O treinador da equipa principal de futebol do Recreativo da Caála, Hélder Teixeira, mostrou-se satisfeito com o estágio que a sua equipa realizou na província de Benguela,  que permitiu tirar ilações sobre o comportamento do grupo que tem à disposição e ter a noção exacta daquilo que tem ainda por fazer até ao arranque da prova.

"Considero positivo o estágio que realizamos em Benguela. Foi fundamental esse estágio, porque permitiu-nos tirar muitas ilações, através das quais consegui ter a noção exacta do que temos ainda por melhorar até ao começo do Girabola Zap 2016", afirmou o técnico do Recreativo da Caála.À conversa com o Jornal dos Desportos, o treinador considerou ter um certo entrosamento nalguns sectores da equipa, com realce para a zona defensiva, onde se nota maior mobilidade. 

"O sector defensivo é o que  apresentou-se em melhores condições. Agora, resta-nos trabalhar nos aspectos de transição entre a defesa e o ataque, facto que vamos melhorar nos próximos dias. Estou certo de que até ao dia 19 de Fevereiro estaremos em condições de fazer frente ao campeonato", perspectivou.No âmbito dos jogos programados para o período de estágio pré-competitivo, em Benguela, a formação do Recreativo da Caála efectuou na segunda-feira o derradeiro desafio inserido no torneio "Amizade", desta feita diante do Interclube com quem perdeu por uma bola sem resposta.

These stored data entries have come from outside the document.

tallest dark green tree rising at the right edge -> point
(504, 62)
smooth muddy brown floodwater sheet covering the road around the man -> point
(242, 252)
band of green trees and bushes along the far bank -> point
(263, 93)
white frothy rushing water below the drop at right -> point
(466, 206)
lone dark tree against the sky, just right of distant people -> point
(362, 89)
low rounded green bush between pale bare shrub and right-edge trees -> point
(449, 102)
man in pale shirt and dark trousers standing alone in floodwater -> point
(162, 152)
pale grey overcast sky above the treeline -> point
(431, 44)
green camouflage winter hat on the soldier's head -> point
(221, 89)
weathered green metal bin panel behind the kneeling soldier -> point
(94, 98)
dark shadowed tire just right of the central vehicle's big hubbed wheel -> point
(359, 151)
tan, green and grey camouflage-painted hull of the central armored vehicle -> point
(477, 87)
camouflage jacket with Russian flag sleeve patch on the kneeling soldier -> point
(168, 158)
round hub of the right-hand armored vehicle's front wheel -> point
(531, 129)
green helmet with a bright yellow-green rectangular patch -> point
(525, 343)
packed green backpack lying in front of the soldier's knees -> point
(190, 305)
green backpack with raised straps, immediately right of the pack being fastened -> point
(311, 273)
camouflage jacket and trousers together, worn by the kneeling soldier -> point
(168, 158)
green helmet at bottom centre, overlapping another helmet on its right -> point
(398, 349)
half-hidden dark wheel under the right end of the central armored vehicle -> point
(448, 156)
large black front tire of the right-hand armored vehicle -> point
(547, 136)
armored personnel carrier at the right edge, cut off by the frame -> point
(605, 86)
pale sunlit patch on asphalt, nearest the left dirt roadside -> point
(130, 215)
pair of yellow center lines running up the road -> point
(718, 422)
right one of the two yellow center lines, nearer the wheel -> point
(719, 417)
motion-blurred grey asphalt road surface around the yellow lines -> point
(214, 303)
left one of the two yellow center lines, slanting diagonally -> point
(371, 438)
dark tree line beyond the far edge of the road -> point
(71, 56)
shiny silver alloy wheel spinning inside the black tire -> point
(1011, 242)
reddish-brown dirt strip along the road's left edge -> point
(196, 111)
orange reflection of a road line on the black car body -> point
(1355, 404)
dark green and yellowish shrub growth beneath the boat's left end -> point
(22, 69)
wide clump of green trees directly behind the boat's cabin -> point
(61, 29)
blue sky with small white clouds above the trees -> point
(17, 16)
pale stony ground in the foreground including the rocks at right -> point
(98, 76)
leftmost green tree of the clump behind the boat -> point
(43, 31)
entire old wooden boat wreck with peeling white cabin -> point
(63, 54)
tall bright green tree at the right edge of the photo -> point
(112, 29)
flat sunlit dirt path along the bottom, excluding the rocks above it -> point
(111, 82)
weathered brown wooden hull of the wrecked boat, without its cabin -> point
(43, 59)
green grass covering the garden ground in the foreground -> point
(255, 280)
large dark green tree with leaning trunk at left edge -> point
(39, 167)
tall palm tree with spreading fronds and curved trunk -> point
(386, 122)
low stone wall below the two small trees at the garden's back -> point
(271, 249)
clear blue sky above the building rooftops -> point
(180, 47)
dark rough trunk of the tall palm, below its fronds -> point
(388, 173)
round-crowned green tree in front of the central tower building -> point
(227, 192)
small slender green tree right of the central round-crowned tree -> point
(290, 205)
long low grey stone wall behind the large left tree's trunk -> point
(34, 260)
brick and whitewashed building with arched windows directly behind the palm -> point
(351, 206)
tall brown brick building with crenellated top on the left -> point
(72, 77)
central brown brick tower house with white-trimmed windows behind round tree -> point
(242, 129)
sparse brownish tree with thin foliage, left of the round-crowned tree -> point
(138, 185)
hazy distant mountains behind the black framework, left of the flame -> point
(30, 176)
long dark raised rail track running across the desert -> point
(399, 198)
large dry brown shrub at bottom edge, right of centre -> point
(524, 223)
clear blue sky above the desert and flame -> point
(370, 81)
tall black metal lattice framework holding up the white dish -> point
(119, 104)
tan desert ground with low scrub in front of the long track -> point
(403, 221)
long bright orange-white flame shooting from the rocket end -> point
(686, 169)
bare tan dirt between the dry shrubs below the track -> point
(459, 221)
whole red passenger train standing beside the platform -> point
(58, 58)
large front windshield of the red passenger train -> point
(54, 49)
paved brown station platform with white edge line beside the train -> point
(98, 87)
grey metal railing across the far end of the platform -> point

Tratou-se do quarto jogo amistoso que a equipa disputou, dos quais empatou dois, frente ao 1º de Maio de Benguela, perdeu outros dois por 1-0 e 2-1, diante da Académica do lobito e do Interclube, respectivamente.O Recreativo da Caála efectua a partir das 9h30 de hoje no campo da Força Aérea da Catumbela, a última sessão de treinos nas terras de Ombaka, deve regressar amanhã à província do Huambo para  dar sequência aos trabalhos até ao dia do arranque do Girabola Zap da presente época.